Se immaginiamo un parziale rimpatrio di fasi del processo produttivo e di parziale contenimento della globalizzazione, è facile pensare che una parte di questo incremento verrà riassorbito, a favore dell’altra componente del PIL, i salari. Per contro l’incremento dei costi delle imprese potrebbe in parte essere compensato da un aumento dei prezzi dei beni finali, generando un po’ più di inflazione di quanta ne abbiamo vista negli anni scorsi.

In sintesi, quindi lo scenario di medio periodo, che deriva dalle crisi del Covid e del ritorno della Guerra Fredda in Europa, prevede una riduzione dei margini delle imprese in un contesto di inflazione media tendenzialmente più alta di quella registratasi negli USA e in Europa negli ultimi anni. Se, infatti, FED e BCE hanno dovuto attivare nel recente passato delle politiche monetarie indirizzate a combattere il rischio di deflazione, è ragionevole attendersi che nei prossimi anni il target del 2% sarà facilmente raggiunto ed anche superato, anche al netto di tensioni sul fronte dei costi dell’energia, settore su cui verranno indirizzati cospicui investimenti sia per ridurre la dipendenza da pochi fornitori sia per combattere il rischio climatico sia per evitare l’incubo della scarsità di gas e petrolio.
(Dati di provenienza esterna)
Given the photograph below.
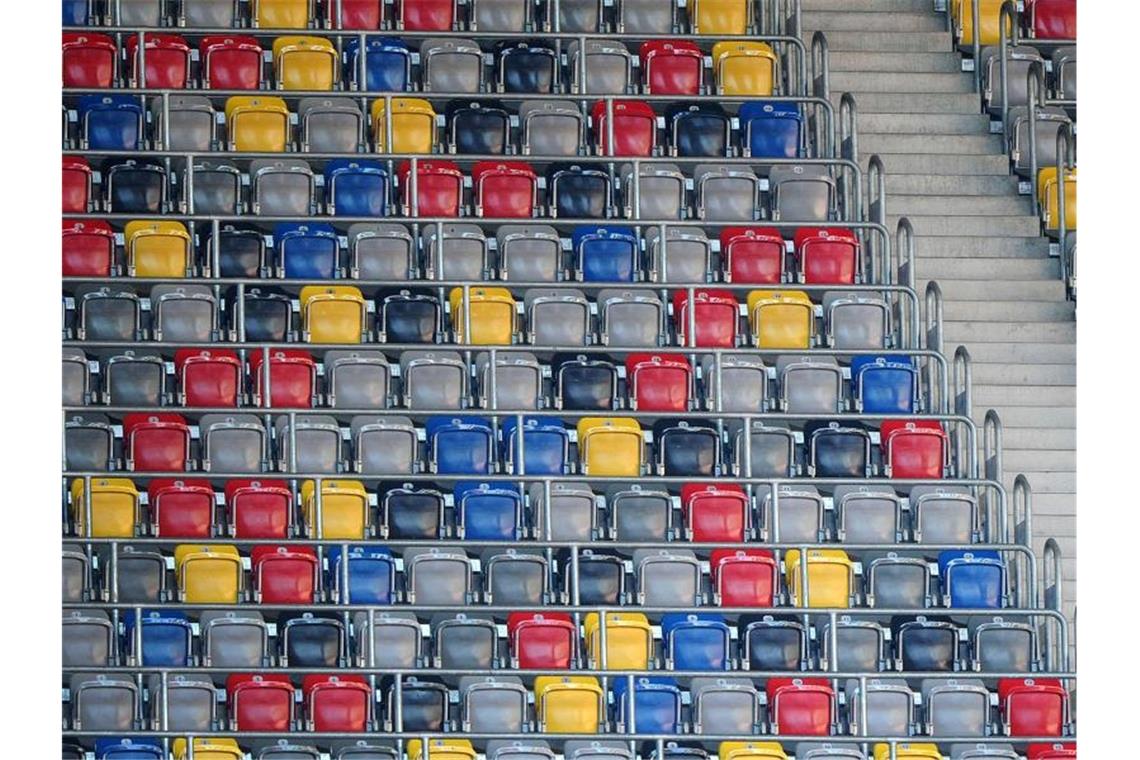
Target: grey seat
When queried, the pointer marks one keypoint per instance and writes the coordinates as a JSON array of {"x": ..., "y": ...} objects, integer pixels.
[
  {"x": 234, "y": 638},
  {"x": 233, "y": 443},
  {"x": 433, "y": 380},
  {"x": 530, "y": 253},
  {"x": 88, "y": 639},
  {"x": 357, "y": 380},
  {"x": 801, "y": 193},
  {"x": 381, "y": 251},
  {"x": 331, "y": 125},
  {"x": 282, "y": 187},
  {"x": 551, "y": 128},
  {"x": 452, "y": 65},
  {"x": 726, "y": 193},
  {"x": 383, "y": 446},
  {"x": 556, "y": 317},
  {"x": 955, "y": 707},
  {"x": 724, "y": 705},
  {"x": 184, "y": 313}
]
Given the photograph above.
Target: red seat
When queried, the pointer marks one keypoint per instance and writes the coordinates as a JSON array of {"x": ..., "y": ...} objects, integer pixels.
[
  {"x": 827, "y": 256},
  {"x": 209, "y": 377},
  {"x": 800, "y": 707},
  {"x": 752, "y": 254},
  {"x": 1033, "y": 707},
  {"x": 336, "y": 703},
  {"x": 542, "y": 639},
  {"x": 913, "y": 448},
  {"x": 285, "y": 574},
  {"x": 504, "y": 189},
  {"x": 230, "y": 63},
  {"x": 181, "y": 508},
  {"x": 744, "y": 578},
  {"x": 716, "y": 315},
  {"x": 156, "y": 441},
  {"x": 260, "y": 703},
  {"x": 292, "y": 377},
  {"x": 259, "y": 508},
  {"x": 715, "y": 513},
  {"x": 89, "y": 247},
  {"x": 168, "y": 60},
  {"x": 658, "y": 382},
  {"x": 634, "y": 128},
  {"x": 89, "y": 59},
  {"x": 672, "y": 67},
  {"x": 439, "y": 188}
]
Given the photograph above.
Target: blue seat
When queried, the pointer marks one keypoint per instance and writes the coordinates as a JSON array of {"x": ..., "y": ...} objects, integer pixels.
[
  {"x": 771, "y": 130},
  {"x": 388, "y": 63},
  {"x": 356, "y": 188},
  {"x": 111, "y": 122},
  {"x": 488, "y": 512},
  {"x": 695, "y": 640},
  {"x": 657, "y": 703},
  {"x": 372, "y": 574},
  {"x": 461, "y": 446},
  {"x": 972, "y": 579},
  {"x": 605, "y": 254},
  {"x": 545, "y": 442},
  {"x": 885, "y": 385},
  {"x": 307, "y": 251},
  {"x": 167, "y": 637}
]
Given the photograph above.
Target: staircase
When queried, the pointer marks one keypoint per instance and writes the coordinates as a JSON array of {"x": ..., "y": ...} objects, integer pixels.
[{"x": 974, "y": 235}]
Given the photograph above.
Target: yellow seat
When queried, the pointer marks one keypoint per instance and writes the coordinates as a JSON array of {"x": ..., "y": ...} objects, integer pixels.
[
  {"x": 744, "y": 67},
  {"x": 829, "y": 578},
  {"x": 491, "y": 316},
  {"x": 781, "y": 319},
  {"x": 114, "y": 507},
  {"x": 610, "y": 446},
  {"x": 343, "y": 507},
  {"x": 257, "y": 123},
  {"x": 568, "y": 704},
  {"x": 721, "y": 17},
  {"x": 1050, "y": 202},
  {"x": 413, "y": 125},
  {"x": 282, "y": 14},
  {"x": 628, "y": 640},
  {"x": 157, "y": 248},
  {"x": 304, "y": 63},
  {"x": 214, "y": 748},
  {"x": 333, "y": 313},
  {"x": 750, "y": 751},
  {"x": 209, "y": 574}
]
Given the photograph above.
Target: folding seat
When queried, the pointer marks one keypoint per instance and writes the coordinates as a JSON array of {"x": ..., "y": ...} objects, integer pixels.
[
  {"x": 304, "y": 63},
  {"x": 437, "y": 575},
  {"x": 487, "y": 512},
  {"x": 569, "y": 704},
  {"x": 667, "y": 578},
  {"x": 89, "y": 59},
  {"x": 551, "y": 128},
  {"x": 258, "y": 123},
  {"x": 410, "y": 318},
  {"x": 88, "y": 248},
  {"x": 724, "y": 705},
  {"x": 695, "y": 642},
  {"x": 579, "y": 193},
  {"x": 634, "y": 129},
  {"x": 558, "y": 317},
  {"x": 726, "y": 193},
  {"x": 230, "y": 63},
  {"x": 387, "y": 67},
  {"x": 292, "y": 377},
  {"x": 439, "y": 188}
]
In questo scenario è ragionevole poi ipotizzare che la curva dei tassi del dollaro USA e dell’euro torneranno ad essere “normali”, con tassi a breve positivi ed un premio medio per il rischio di inflazione di 100/150 bps sulle scadenze decennali. La fine del paradosso di tassi reali negativi potrà anche voler dire che la valutazione delle imprese tornerà in territori più ragionevoli e che la presenza di opportunità di investimento in attivi garantiti dagli Stati e con rendimenti dignitosi sposterà una parte dei flussi che finora erano stati obbligati a cercare i rendimenti nel segmento azionario. 
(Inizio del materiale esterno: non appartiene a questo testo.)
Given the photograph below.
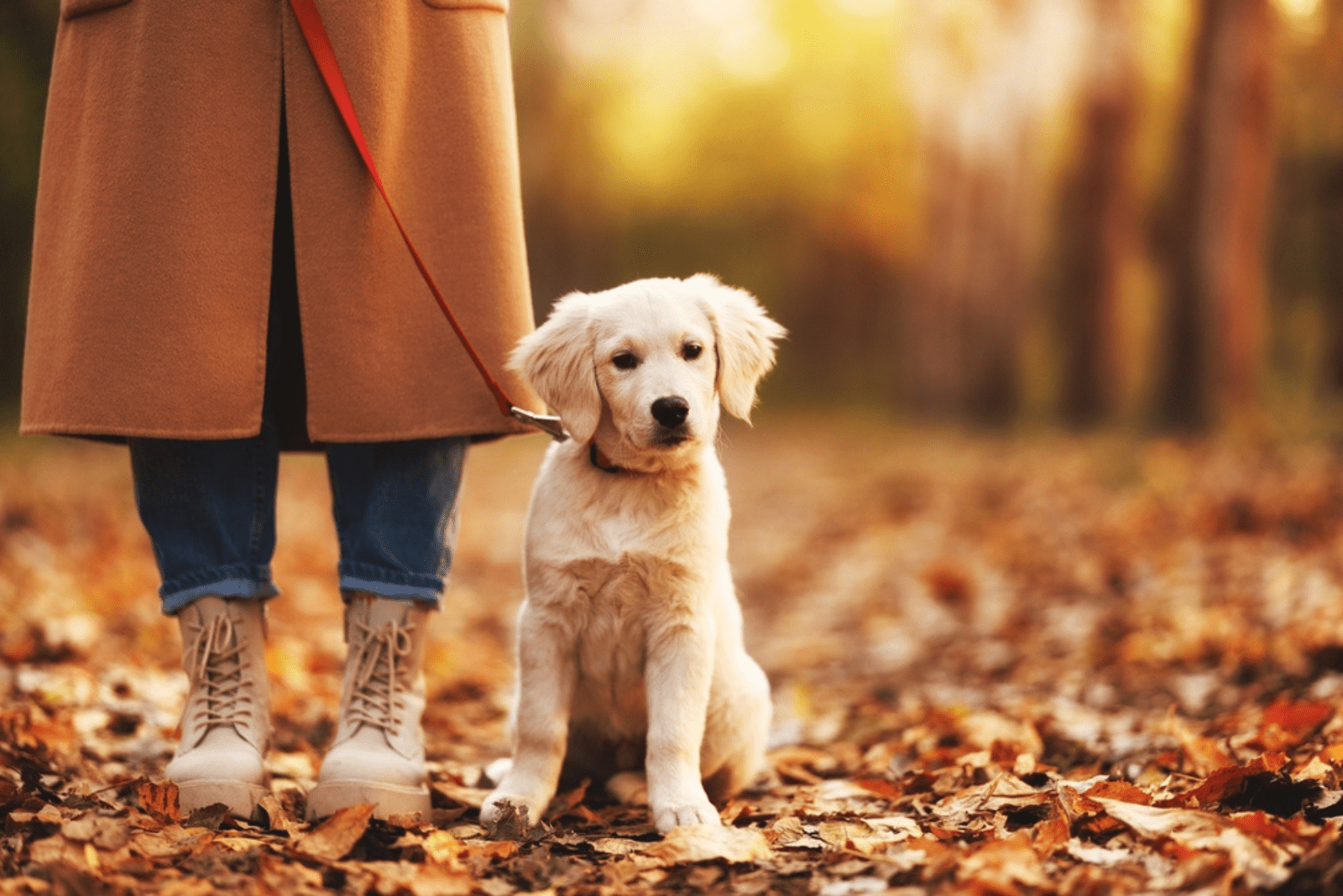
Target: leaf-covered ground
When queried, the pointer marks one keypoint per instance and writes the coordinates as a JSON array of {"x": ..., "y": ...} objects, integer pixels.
[{"x": 1001, "y": 665}]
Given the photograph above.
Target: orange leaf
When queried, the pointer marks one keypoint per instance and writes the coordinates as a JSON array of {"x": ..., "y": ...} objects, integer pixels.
[
  {"x": 336, "y": 836},
  {"x": 159, "y": 800},
  {"x": 1121, "y": 790},
  {"x": 1298, "y": 718}
]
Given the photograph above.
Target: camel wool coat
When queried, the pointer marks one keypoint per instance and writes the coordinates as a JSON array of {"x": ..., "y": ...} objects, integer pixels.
[{"x": 152, "y": 246}]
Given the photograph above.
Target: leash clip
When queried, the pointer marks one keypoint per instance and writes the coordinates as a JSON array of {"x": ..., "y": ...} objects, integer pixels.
[{"x": 546, "y": 423}]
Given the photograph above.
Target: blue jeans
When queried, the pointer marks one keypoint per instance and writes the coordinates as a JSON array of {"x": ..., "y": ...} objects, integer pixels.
[{"x": 210, "y": 510}]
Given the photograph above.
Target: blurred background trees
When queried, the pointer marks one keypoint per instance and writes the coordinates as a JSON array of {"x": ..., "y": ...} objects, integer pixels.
[{"x": 1001, "y": 212}]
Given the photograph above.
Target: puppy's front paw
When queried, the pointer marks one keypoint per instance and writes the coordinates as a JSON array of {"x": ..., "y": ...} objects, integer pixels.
[
  {"x": 691, "y": 812},
  {"x": 507, "y": 809}
]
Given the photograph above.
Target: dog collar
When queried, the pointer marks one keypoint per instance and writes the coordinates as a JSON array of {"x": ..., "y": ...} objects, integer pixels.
[{"x": 601, "y": 461}]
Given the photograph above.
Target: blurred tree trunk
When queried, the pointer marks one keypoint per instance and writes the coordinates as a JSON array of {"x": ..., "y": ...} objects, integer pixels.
[
  {"x": 1215, "y": 226},
  {"x": 1096, "y": 224},
  {"x": 964, "y": 325}
]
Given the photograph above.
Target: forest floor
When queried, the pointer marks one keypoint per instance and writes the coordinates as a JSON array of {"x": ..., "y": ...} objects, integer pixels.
[{"x": 1033, "y": 664}]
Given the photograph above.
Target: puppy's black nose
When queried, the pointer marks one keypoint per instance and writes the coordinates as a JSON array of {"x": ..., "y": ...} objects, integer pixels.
[{"x": 671, "y": 412}]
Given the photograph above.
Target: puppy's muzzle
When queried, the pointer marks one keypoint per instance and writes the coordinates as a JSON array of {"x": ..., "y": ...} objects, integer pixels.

Tutto sommato i mercati finanziari potrebbero avvantaggiarsi se si tornassero ad una struttura più ordinata dei rendimenti e dei rischi delle asset class, con ragionevoli cedole obbligazionarie, multipli azionari più in linea con la media storica e politiche monetarie meno “eccezionali” in termini quantitativi. In questo contesto gli investitori di lungo periodo, in primis le assicurazioni e i fondi pensione, si potrebbero evidentemente avvantaggiare della possibilità offerta loro dalla normativa sulla valutazione degli attivi in bilancio e degli orizzonti di investimento di più lunga durata.